Between June 30 and Friday, the state pension fund may have lost as much as $197.6 million on stocks and bonds it held in four companies hit hardest by the crisis, officials said. Losses could be less depending on a variety of factors, they said.

However, officials said the estimated $30 billion Tennessee Consolidated Retirement System remains solid and able to meet its promises to retirees and members.

“We’re like most major investors; we’re going to have positions in virtually all the companies that are out there,” state Treasurer Dale Sims said of the state’s holdings.

At one point last week, the Dow Jones average had dropped 954 points but had recouped most of that by week’s end.

The affected companies are investment bank Lehman Brothers, which sought bankruptcy protection Monday; insurer American International Group Inc., which was bailed out by the Federal Reserve last week with an $85 billion loan; and mortgage giants Fannie Mae and Freddie Mac, which have been taken over by the federal government.

Ed Hennessee, a top assistant to Mr. Sims, said the pension fund is widely diversified.

“Any one of these companies is not going to have a catastrophic impact on the plan,” he said.

Arturo Perez, a fiscal expert at the National Conference of State Legislatures, said state pension funds “are trying to provide the best return for their retirees over the long term, so they’re often widely diversified in terms of their investments.

“You don’t see any one single state retirement system that has all its eggs in one basket,” he said.

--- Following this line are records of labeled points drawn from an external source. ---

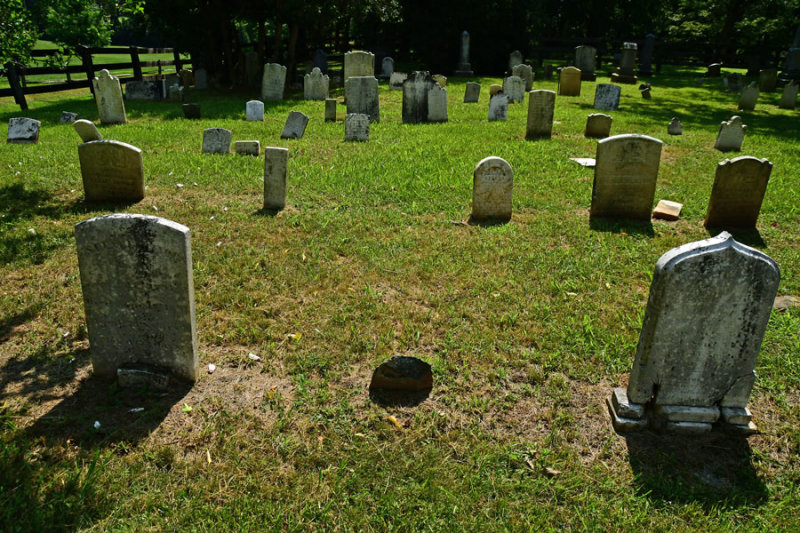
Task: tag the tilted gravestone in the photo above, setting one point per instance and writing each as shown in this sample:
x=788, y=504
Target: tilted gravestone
x=276, y=167
x=111, y=171
x=606, y=97
x=437, y=104
x=598, y=126
x=415, y=97
x=108, y=96
x=356, y=127
x=138, y=294
x=295, y=126
x=737, y=193
x=625, y=176
x=217, y=141
x=361, y=96
x=492, y=188
x=472, y=93
x=705, y=319
x=541, y=104
x=23, y=130
x=272, y=82
x=731, y=135
x=315, y=85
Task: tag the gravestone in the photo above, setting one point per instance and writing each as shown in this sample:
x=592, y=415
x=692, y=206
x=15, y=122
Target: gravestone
x=789, y=95
x=315, y=85
x=585, y=61
x=437, y=104
x=415, y=97
x=145, y=90
x=541, y=104
x=569, y=82
x=627, y=63
x=525, y=72
x=731, y=135
x=359, y=63
x=498, y=107
x=108, y=96
x=606, y=97
x=111, y=171
x=247, y=148
x=387, y=67
x=705, y=320
x=254, y=110
x=276, y=167
x=295, y=125
x=23, y=130
x=514, y=88
x=464, y=68
x=361, y=95
x=492, y=187
x=738, y=192
x=747, y=102
x=87, y=130
x=138, y=294
x=356, y=127
x=625, y=176
x=598, y=125
x=217, y=141
x=330, y=110
x=273, y=82
x=675, y=127
x=396, y=80
x=473, y=92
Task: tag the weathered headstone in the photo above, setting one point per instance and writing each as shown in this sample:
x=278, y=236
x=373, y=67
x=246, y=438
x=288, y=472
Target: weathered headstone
x=356, y=127
x=705, y=320
x=585, y=61
x=295, y=125
x=541, y=104
x=738, y=192
x=23, y=130
x=569, y=82
x=598, y=126
x=498, y=107
x=315, y=85
x=492, y=188
x=273, y=82
x=675, y=127
x=731, y=134
x=361, y=95
x=108, y=96
x=606, y=97
x=526, y=73
x=415, y=97
x=111, y=171
x=514, y=88
x=625, y=176
x=217, y=141
x=87, y=131
x=254, y=110
x=138, y=294
x=747, y=102
x=247, y=147
x=276, y=167
x=359, y=63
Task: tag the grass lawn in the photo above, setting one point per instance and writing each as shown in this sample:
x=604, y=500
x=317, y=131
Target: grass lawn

Both Mr. Sims and Mr. Hennessee said the state pension, long considered one of the most solvent among the 50 states, easily will weather the current financial crisis that experts blame at least in part on Wall Street’s inserting rotting subprime home loans into mortgage-backed securities.

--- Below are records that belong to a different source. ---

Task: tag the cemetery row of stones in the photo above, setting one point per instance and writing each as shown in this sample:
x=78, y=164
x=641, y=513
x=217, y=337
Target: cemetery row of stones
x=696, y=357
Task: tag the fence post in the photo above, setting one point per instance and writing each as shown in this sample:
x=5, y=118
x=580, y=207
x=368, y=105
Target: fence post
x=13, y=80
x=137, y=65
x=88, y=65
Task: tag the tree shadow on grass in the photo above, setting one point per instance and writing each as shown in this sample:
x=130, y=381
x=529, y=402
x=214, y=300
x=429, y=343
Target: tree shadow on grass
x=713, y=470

“Members and retirees can expect to receive all the promises they’ve been given,” Mr. Hennessee said. The fund, he noted, has “positive cash flows as far as the eye can see.”

He estimated that, since June 30, the pension fund has lost $52 million in stock it held in AIG. The fund lost another $20 million in the insurance giant’s bonds, he said.

The Fed’s $85 billion loan to AIG will give it a 79.9 percent stake in the firm, according to news accounts.

The Tennessee pension fund also was holding an estimated $101 million in preferred and common stock in Fannie Mae and Freddie Mac. About $88 million of that was in preferred stock.

On Sept. 7, federal officials seized control of Fannie Mae and Freddie Mac and agreed to back their troubled mortgage-backed loans. But the value of the stock remains unclear.

“There’s a school of thought that the preferred stock owners may end up owning those two companies,” Mr. Hennessee said. “That’ll be the federal government’s call.”

Even if that does not happen, Mr. Hennessee said, the government takeover has preserved the values of some $295 million in bonds issued by Fannie Mae and Freddie Mac as well as $2.9 billion in Fannie’s and Freddie’s mortgage-backed securities.

In fact, the government takeover could increase the value of those securities by $50 million to $100 million, Mr. Hennessee said.

The pension’s investment losses also include about $24.6 million from Lehman Brothers that the state still had as the investment bank went down, Mr. Hennessee said. Included in that amount is $2.6 million in stock the pension fund held after dumping 650,000 shares earlier this month, he said.

Mr. Hennessee said the major Lehman loss for the state came from $22 million of Lehman bonds.

But Mr. Hennessee said the larger movements of the stock market dwarf the losses the state faces from the four troubled companies. At one point Thursday morning — after the stock market plunged — the pension fund was down 5.8 percent for the fiscal year that began July 1, he said.

Speaking Friday afternoon, he said the stock market’s weekly losses were erased by soaring prices pumped by federal efforts to put together a comprehensive plan to quell the financial panic.

“In the last 26 hours, we’ve moved from being down 5.8 (percent) for the year to being down about 4 percent,” Mr. Hennessee said. “My point is, the broader market movements make a much bigger impact on the system than four or five companies. We’re even for the week.”

At the end of the week, the pension fund held about $30.5 billion, he said.